Bisset gives performance of her career in superb CBS version of `Anna Karenina'

Is it really time for another ``Anna Karenina''? There was Greta Garbo (1928 and 1935) and Vivien Leigh (1948) in the movie versions of Leo Tolstoy's classic novel about a woman who broke society's rules in imperial Russia. And Nicola Pagett in a 10-hour BBC/WGBH Masterpiece Theatre miniseries for TV (1978). So do we need another Anna now?

The easy answer would seem to be ``no, not again'' -- until you start watching Jacqueline Bisset's Anna Karenina (CBS, Tuesday, 8-11 p.m.) in which she gives the best performance of her career, probably an Emmy-award-winning accomplishment. Then the answer becomes a resounding ``yes.''

Garbo, Leigh, and Pagett had better look to their laurels. Bisset's Anna is a penetrating characterization in a superb adaptation of this familiar drama, which happens to occur in Russia (filmed in this case in Hungary where BBC also shot it's fine miniseries version).

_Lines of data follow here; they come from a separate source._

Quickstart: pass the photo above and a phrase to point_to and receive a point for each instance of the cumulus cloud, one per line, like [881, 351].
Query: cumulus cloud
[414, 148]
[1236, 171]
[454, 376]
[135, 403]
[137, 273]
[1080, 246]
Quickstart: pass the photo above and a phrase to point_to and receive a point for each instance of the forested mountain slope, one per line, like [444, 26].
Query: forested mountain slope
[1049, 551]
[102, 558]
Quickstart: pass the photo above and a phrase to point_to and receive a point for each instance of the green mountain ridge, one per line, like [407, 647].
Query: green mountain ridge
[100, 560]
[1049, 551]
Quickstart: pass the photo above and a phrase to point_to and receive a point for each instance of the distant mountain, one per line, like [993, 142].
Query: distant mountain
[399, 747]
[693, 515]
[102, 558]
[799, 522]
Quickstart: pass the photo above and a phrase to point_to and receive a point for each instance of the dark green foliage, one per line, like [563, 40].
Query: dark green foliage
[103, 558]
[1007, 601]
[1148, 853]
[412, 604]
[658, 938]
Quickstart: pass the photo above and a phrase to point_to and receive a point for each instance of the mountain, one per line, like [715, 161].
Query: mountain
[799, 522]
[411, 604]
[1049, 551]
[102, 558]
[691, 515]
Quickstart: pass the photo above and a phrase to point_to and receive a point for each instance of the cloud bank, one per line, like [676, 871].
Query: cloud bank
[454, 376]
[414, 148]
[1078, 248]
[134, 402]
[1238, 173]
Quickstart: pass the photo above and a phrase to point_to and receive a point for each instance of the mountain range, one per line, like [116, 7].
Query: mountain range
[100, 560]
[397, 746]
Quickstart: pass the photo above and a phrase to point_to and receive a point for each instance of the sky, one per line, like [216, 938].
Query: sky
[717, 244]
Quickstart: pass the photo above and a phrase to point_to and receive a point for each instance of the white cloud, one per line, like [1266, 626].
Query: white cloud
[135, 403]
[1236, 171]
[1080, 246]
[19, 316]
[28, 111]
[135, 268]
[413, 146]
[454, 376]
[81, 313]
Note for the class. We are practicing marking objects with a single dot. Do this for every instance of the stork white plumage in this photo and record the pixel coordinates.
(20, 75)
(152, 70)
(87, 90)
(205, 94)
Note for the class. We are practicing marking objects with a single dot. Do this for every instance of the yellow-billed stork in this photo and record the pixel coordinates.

Instead of focusing on the manners, mores, and politics of imperial Russia, this James Goldman (``Lion in Winter'') script interprets the Tolstoy novel almost totally in terms of the universality of human emotions. It is a soft-focus study in hard-headed infatuation and its relationship to love, compulsion, and obsession. Pride and revenge are allowed to coexist with guilt and retribution.

Even Christopher (``Superman'') Reeves, who plays the role of the lover a bit like Clark Kentovich at the beginning, finally manages to integrate his own cool persona into a fairly believable Count Vronski, the object of Anna's all-consuming obsession. However, his British accent can only be accounted for by the fact that so much of the cast, as well as the director, are British. Consummate actor, Paul Scofield, underplays his role of Karenin with a repressed passion which will have you hating and pitying the man simultaneously. The troupe of additional fine British actors -- among them, Anna Massey, Judi Bowker, and Joanna David -- perform with ensemble-like brilliance.

The story of a married woman's overpowering love for another man, and her determination to disregard the era's accepted behavior for a woman, wife, and mother, is treated by Goldman's script and Bisset's interpretation as more a descent into madness than a mere emotional attempt to bypass convention. Producer/director Simon Langton, helped immeasurably by authentic costumes, evocative sets, and locations, leads his cast through a simplified but not simple-minded condensation of the Tolstoy novel.

There are hints and echoes of contemporary relevance -- at moments one is led to wonder about the complusion to ``have it all'' at any cost without too much attention paid to ``normal'' obligations, responsibilities, duties. And yet, it is clearly implied that the obsessive preoccupation with the eyes of society is no less a distortion of the human condition.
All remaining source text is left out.